LEUKERBAD, SWITZERLAND, JAN. 25 -- For Pirmin Zurbriggen, it was supposed to have been the week he proved he was up to his advance billing as the top ski racer on the World Cup circuit going into next month's Winter Olympics.
Having dominated Alpine skiing last season, he was coming home to race again in his native Valais before fans who look upon him with all the fascination and awe Americans reserve for rock stars.
But in a four-race series here in this Swiss ski spa and across the mountains in Saas-Fe, Zurbriggen failed to rise to the occasion. The man Sports Illustrated called "Good as Gold" failed to win a race before his enthusiastic hometown fans, who marched to each race waving Pirmin banners to the roll of snare drums and clanging cow bells while uniformed in matching fan-club red parkas.
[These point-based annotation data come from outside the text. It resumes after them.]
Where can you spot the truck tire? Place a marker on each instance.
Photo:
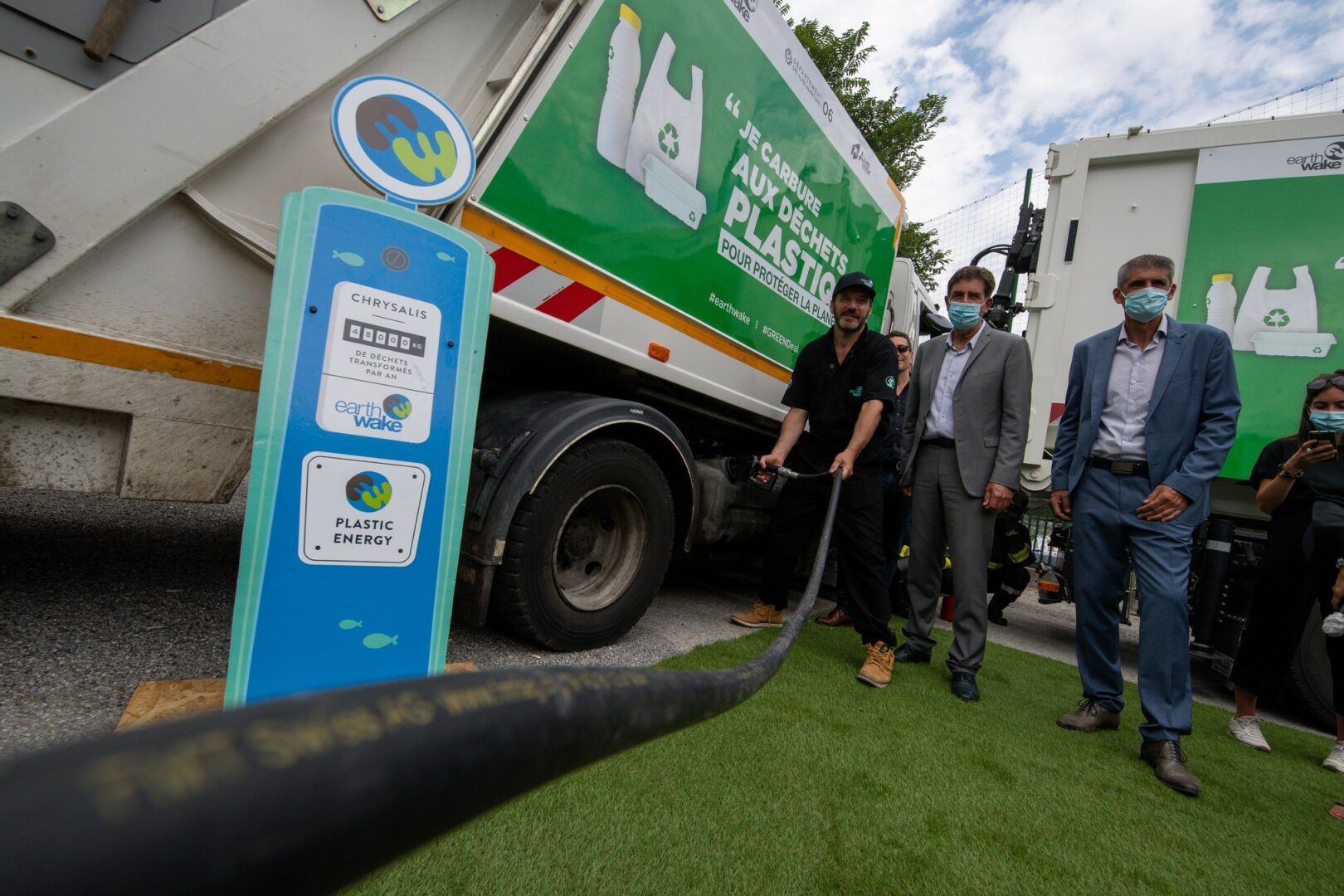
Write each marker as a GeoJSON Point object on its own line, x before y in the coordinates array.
{"type": "Point", "coordinates": [1309, 674]}
{"type": "Point", "coordinates": [587, 548]}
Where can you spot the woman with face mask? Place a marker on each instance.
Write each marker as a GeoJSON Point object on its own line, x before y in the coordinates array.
{"type": "Point", "coordinates": [1300, 483]}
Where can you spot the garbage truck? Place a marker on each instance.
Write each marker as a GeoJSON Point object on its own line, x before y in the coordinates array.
{"type": "Point", "coordinates": [1250, 214]}
{"type": "Point", "coordinates": [668, 191]}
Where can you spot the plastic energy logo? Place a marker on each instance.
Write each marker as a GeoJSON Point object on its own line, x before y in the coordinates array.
{"type": "Point", "coordinates": [368, 492]}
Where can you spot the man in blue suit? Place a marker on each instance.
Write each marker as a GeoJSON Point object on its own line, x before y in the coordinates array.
{"type": "Point", "coordinates": [1149, 416]}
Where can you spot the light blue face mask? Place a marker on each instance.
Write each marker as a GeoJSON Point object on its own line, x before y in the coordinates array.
{"type": "Point", "coordinates": [1146, 304]}
{"type": "Point", "coordinates": [1332, 421]}
{"type": "Point", "coordinates": [964, 314]}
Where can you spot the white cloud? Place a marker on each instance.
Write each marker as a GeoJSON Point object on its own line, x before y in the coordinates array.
{"type": "Point", "coordinates": [1025, 73]}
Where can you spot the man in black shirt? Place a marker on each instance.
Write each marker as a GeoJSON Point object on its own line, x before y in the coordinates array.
{"type": "Point", "coordinates": [843, 388]}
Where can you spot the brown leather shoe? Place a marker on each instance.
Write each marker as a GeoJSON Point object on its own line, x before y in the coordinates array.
{"type": "Point", "coordinates": [1089, 716]}
{"type": "Point", "coordinates": [1168, 762]}
{"type": "Point", "coordinates": [877, 666]}
{"type": "Point", "coordinates": [835, 620]}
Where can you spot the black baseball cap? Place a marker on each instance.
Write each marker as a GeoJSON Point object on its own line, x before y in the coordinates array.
{"type": "Point", "coordinates": [855, 278]}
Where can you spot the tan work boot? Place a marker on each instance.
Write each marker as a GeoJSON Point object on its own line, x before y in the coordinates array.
{"type": "Point", "coordinates": [1168, 762]}
{"type": "Point", "coordinates": [877, 668]}
{"type": "Point", "coordinates": [762, 616]}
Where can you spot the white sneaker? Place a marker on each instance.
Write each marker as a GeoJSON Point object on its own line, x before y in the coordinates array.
{"type": "Point", "coordinates": [1335, 762]}
{"type": "Point", "coordinates": [1246, 728]}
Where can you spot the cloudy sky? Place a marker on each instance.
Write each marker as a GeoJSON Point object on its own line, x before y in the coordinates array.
{"type": "Point", "coordinates": [1020, 74]}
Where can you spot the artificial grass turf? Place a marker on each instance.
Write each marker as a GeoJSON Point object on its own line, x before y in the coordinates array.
{"type": "Point", "coordinates": [821, 783]}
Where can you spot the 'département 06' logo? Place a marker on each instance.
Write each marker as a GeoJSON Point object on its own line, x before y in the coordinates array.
{"type": "Point", "coordinates": [368, 492]}
{"type": "Point", "coordinates": [403, 140]}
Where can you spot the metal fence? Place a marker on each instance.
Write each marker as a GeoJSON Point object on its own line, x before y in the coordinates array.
{"type": "Point", "coordinates": [1040, 523]}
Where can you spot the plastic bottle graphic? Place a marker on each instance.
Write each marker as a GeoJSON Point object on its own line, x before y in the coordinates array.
{"type": "Point", "coordinates": [622, 80]}
{"type": "Point", "coordinates": [1222, 303]}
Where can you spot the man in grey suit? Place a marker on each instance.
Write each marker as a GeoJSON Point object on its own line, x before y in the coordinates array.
{"type": "Point", "coordinates": [964, 437]}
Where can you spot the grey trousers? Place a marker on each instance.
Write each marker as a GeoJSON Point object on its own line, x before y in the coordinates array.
{"type": "Point", "coordinates": [947, 520]}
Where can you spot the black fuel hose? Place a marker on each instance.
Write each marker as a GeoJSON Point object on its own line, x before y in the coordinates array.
{"type": "Point", "coordinates": [301, 796]}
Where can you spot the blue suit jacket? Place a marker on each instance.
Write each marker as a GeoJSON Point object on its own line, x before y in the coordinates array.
{"type": "Point", "coordinates": [1191, 416]}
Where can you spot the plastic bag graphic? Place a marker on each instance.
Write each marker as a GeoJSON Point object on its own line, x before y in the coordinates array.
{"type": "Point", "coordinates": [1280, 321]}
{"type": "Point", "coordinates": [667, 124]}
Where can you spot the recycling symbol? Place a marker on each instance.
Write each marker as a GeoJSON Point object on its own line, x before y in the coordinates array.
{"type": "Point", "coordinates": [667, 140]}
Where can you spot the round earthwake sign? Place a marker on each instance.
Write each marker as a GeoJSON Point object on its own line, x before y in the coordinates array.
{"type": "Point", "coordinates": [403, 140]}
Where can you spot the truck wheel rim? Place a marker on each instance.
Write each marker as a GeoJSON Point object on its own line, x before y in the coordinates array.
{"type": "Point", "coordinates": [600, 548]}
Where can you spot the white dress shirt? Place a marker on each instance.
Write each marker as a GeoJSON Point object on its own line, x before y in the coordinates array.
{"type": "Point", "coordinates": [940, 421]}
{"type": "Point", "coordinates": [1124, 416]}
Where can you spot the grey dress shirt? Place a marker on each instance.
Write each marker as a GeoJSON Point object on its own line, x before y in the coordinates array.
{"type": "Point", "coordinates": [938, 422]}
{"type": "Point", "coordinates": [1124, 416]}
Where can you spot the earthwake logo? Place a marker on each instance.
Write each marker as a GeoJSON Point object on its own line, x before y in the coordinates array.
{"type": "Point", "coordinates": [370, 416]}
{"type": "Point", "coordinates": [1331, 158]}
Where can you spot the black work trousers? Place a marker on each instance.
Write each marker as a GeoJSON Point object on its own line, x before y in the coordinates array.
{"type": "Point", "coordinates": [1006, 583]}
{"type": "Point", "coordinates": [858, 539]}
{"type": "Point", "coordinates": [1287, 587]}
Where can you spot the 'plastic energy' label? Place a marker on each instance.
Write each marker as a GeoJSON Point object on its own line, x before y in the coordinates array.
{"type": "Point", "coordinates": [360, 511]}
{"type": "Point", "coordinates": [378, 371]}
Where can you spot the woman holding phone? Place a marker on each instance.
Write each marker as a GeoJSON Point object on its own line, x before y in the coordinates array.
{"type": "Point", "coordinates": [1298, 481]}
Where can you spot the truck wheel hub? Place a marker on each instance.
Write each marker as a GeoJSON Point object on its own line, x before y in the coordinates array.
{"type": "Point", "coordinates": [600, 548]}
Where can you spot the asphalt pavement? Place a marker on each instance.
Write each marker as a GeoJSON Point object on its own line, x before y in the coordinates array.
{"type": "Point", "coordinates": [101, 594]}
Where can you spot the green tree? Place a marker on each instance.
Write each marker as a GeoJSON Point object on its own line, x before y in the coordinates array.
{"type": "Point", "coordinates": [897, 134]}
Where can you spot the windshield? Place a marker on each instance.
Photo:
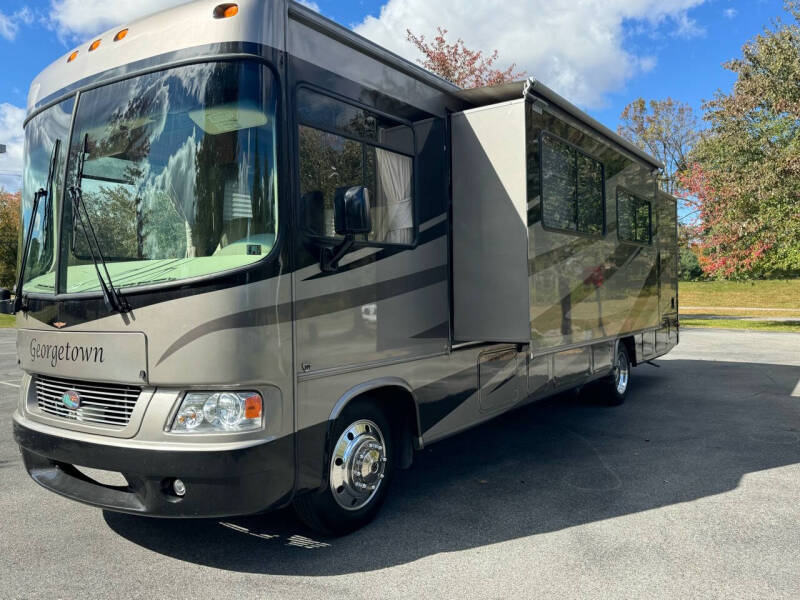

Although he placed second in the super giant slalom here today behind Canada's Felix Belczyk and fourth in a giant slalom last Tuesday at Saas-Fe -- just miles from his native village of Saas-Almagell -- he was a bust in the two downhills that are considered the glamor events of Alpine skiing and Zurbriggen's speciality.
More galling to his ego was the fact that his fan club's cheering was drowned out by that of thousands of Italians who came over the mountains to cheer 21-year-old Alberto Tomba, the man who in the past two months imposed himself as the most exciting skier in generations.
The giant slalom at Saas-Fe was nothing short of a mano-a-mano duel between Zurbriggen, winner last year of 11 World Cup events as well as the world championships in super giant slalom and giant slalom, and Tomba, who this season has won seven of the first 10 slaloms and giant slaloms.
The race wasn't just a simple defeat. It was a rout. Tomba beat Zurbriggen by 2.39 seconds in this sport where hundredths of seconds are normally the margins of victory.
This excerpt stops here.